Who, then, is the ‘lewed man’ (12/72) that the Lord refers to in his discussion with the Clerk? To answer that question we need to follow the Lord’s argument, which focusses on the need for translation from Latin. Although the ‘lewed man’ ‘understondeþ no Latyn’ (70), the Clerk argues he can be informed of the contents of Latin works by those who are able to read them. The Lord points to the flaw in this answer, for the ‘lewed man’ does not know what information he ought to ask for, ‘especially about the knowledge of events that never entered his mind’ (72–4). The Lord thus expresses sympathy for the ‘lewed man’ and his needs, so that the derogatory senses of lewed are inappropriate here. The Clerk has argued snootily that such people ‘may lerne and understonde’ (52), to which the Lord objects that this is impossible for those who are too busy, or too old, or too unintelligent, or without funds to pay for schooling (54–7). So lewed encompasses all who, for one reason or another, are unable to learn Latin, those occupied in worldly business as well as the poorer classes of society.
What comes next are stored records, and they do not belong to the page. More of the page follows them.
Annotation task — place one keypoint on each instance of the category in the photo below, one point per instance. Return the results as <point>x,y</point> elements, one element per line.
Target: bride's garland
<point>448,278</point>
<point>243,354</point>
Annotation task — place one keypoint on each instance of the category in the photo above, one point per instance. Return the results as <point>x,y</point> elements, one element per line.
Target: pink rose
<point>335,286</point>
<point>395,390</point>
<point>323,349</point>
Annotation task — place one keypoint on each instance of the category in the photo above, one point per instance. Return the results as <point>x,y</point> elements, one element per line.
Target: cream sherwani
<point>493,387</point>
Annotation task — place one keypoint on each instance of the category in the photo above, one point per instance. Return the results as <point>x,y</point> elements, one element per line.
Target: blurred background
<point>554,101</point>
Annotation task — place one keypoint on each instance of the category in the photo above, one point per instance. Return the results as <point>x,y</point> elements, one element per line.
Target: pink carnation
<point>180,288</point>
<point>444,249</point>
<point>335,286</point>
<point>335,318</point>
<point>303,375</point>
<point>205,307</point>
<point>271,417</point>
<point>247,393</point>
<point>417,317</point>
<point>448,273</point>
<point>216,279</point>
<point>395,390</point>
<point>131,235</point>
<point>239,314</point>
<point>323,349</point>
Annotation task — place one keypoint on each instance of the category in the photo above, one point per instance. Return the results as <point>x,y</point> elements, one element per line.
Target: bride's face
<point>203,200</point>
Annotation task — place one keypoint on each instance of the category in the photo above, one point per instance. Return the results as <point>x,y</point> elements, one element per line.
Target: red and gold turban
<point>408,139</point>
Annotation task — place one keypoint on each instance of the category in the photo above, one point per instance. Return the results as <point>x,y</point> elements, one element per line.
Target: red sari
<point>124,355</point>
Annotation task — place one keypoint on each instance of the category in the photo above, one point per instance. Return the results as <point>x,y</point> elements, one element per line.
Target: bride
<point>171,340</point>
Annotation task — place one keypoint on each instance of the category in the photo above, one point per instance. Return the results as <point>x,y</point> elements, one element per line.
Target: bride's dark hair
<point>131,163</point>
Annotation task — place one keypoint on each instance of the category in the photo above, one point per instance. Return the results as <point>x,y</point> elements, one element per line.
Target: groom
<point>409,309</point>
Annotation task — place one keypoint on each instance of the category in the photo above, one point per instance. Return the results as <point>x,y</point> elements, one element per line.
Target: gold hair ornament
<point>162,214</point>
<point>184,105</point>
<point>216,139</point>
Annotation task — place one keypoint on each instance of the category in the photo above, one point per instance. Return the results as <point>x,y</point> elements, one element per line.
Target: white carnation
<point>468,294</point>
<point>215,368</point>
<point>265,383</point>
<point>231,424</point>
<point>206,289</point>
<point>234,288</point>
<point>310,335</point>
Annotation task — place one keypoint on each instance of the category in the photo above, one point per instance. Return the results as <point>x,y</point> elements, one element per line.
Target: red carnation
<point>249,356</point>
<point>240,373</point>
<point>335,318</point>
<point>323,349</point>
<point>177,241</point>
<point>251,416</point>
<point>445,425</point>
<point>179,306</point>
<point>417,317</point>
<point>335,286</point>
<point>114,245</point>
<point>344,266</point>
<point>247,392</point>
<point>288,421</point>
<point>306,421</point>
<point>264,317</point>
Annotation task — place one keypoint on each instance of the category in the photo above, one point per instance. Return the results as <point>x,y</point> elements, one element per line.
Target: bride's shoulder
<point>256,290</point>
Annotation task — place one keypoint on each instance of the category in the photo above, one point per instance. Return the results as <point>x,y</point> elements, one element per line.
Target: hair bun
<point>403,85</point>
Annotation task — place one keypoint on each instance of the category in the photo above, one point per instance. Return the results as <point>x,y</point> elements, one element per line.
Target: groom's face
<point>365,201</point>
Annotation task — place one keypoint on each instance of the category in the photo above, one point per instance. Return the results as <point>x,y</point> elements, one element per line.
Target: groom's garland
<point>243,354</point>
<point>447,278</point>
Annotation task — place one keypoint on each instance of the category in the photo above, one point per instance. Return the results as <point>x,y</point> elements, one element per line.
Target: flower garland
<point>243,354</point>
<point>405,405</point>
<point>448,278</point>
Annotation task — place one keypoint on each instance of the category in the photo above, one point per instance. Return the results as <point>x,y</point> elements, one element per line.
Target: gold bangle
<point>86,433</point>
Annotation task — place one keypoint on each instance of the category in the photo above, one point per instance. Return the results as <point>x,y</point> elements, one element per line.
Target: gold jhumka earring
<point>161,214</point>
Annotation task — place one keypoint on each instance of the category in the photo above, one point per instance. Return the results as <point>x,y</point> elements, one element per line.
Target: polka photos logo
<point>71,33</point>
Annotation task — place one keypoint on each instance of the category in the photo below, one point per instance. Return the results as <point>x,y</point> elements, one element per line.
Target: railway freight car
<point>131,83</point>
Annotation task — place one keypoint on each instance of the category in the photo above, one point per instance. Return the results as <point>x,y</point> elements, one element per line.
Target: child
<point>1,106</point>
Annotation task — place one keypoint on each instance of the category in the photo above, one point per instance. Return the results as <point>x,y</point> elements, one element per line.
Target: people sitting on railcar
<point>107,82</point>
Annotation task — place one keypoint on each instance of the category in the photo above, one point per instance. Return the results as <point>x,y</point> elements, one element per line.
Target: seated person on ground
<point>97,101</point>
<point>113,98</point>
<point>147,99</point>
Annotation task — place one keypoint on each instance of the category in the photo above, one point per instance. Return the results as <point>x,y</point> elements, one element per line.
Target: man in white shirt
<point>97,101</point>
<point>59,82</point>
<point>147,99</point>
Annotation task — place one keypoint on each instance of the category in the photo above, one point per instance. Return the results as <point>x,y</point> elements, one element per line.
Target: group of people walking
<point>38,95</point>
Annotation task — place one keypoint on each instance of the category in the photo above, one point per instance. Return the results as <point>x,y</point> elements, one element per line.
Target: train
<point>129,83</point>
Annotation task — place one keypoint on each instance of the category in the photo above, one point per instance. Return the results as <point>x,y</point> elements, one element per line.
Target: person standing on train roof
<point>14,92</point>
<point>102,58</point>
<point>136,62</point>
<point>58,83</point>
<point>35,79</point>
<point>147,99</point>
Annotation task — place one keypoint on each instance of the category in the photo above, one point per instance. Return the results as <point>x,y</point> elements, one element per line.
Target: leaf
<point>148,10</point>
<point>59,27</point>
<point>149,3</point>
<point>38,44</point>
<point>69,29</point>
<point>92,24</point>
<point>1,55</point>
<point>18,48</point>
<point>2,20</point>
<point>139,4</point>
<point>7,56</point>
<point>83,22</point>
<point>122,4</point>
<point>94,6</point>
The context of the word on the page gives vital information for its interpretation. In this case there is a wider context that can usefully be considered. Trevisa’s preface to his translation of the Polychronicon is an advertisement for the work, positioning the potential readership who will recognize themselves as ‘lewed men’. Clearly derogatory senses can therefore be ruled out here: it does not do to disparage your audience. In fact those who commissioned the surviving huge manuscripts of Trevisa’s Polychronicon prefaced by the Dialogue were evidently from the upper echelons of society who could afford the major outlay required. To capture all of these implications in a single modern word is indeed a challenge, since the meanings of the word are embedded in its social and historical situation, in the relative status of Latin and English in the late fourteenth century.
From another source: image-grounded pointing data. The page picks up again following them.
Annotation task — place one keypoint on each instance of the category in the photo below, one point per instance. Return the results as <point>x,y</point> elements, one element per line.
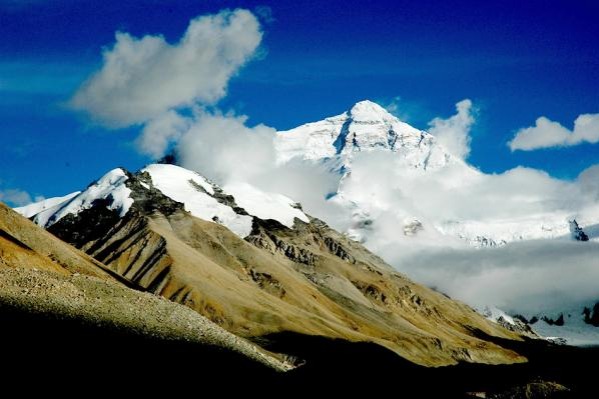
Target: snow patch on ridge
<point>266,205</point>
<point>37,207</point>
<point>111,186</point>
<point>195,192</point>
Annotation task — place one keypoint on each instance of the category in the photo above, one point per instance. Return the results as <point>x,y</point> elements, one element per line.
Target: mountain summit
<point>366,126</point>
<point>256,264</point>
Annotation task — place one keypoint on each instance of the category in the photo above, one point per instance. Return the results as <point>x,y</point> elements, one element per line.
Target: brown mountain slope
<point>309,279</point>
<point>41,275</point>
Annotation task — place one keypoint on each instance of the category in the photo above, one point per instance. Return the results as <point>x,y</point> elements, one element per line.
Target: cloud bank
<point>166,87</point>
<point>526,278</point>
<point>142,78</point>
<point>547,134</point>
<point>454,133</point>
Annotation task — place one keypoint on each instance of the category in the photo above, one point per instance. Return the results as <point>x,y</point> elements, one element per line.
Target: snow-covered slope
<point>365,127</point>
<point>199,196</point>
<point>577,326</point>
<point>111,188</point>
<point>37,207</point>
<point>410,164</point>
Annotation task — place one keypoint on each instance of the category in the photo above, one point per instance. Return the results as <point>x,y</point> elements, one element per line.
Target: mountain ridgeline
<point>171,232</point>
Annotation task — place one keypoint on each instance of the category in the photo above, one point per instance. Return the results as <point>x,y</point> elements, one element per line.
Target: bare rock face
<point>41,275</point>
<point>306,278</point>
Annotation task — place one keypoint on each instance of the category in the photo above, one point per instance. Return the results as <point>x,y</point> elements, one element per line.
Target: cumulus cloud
<point>143,78</point>
<point>158,133</point>
<point>223,148</point>
<point>547,134</point>
<point>454,133</point>
<point>16,197</point>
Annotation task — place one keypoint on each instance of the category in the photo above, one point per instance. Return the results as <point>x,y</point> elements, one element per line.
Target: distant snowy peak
<point>366,126</point>
<point>120,190</point>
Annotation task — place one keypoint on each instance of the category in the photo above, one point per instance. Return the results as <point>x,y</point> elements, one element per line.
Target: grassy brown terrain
<point>309,280</point>
<point>41,275</point>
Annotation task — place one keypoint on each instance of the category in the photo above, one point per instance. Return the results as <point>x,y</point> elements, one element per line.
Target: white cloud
<point>547,134</point>
<point>454,133</point>
<point>158,133</point>
<point>223,148</point>
<point>16,197</point>
<point>142,78</point>
<point>526,277</point>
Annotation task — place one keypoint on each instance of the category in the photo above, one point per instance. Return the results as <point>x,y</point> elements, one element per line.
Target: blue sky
<point>515,60</point>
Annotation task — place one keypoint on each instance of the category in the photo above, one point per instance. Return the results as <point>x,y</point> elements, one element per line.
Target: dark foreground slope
<point>67,356</point>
The Lord becomes exasperated by the Clerk’s obtuseness, and now launches into a clever denunciation. Clerk, too, has a range of associated senses: firstly it refers to a cleric, therefore an educated and learned man, one trained to read and write Latin, a student, and thence one employed as a secretary (MED clerk, senses 1–3; and see note to 14j/17 in this book). The Lord himself uses clerkes to refer to wise men (138). The expression ‘both clerk and lewed’ means ‘everyone’, since they are antonyms. It follows that to accuse the Clerk of being lewed is a major insult, as when, in a resoundingly alliterative and metaphorical phrase, the Lord describes the Clerk’s argument as ‘worþy to be plonged yn a plod and leyd in pouþer of lewednes and of schame’ (81–2) – ‘fit to be plunged into a muddy puddle and placed in a powder of lewednes and of disgrace’. So here lewed, coupled with schame takes on a strongly derogatory sense. Not content with this derisory comment, the Lord insults the Clerk by describing his argument as ‘lewed reson’ (96, 106). Furthermore he maintains that to deliver a sermon in Latin to a congregation who only knew English would be ‘a lewed dede’ (100). Does the Clerk, asks the Lord rhetorically, really suppose that learned men were lewedlych occupied when they translated the Bible? In his Dialogue we see how Trevisa takes delight in playing with the semantic range of lewed.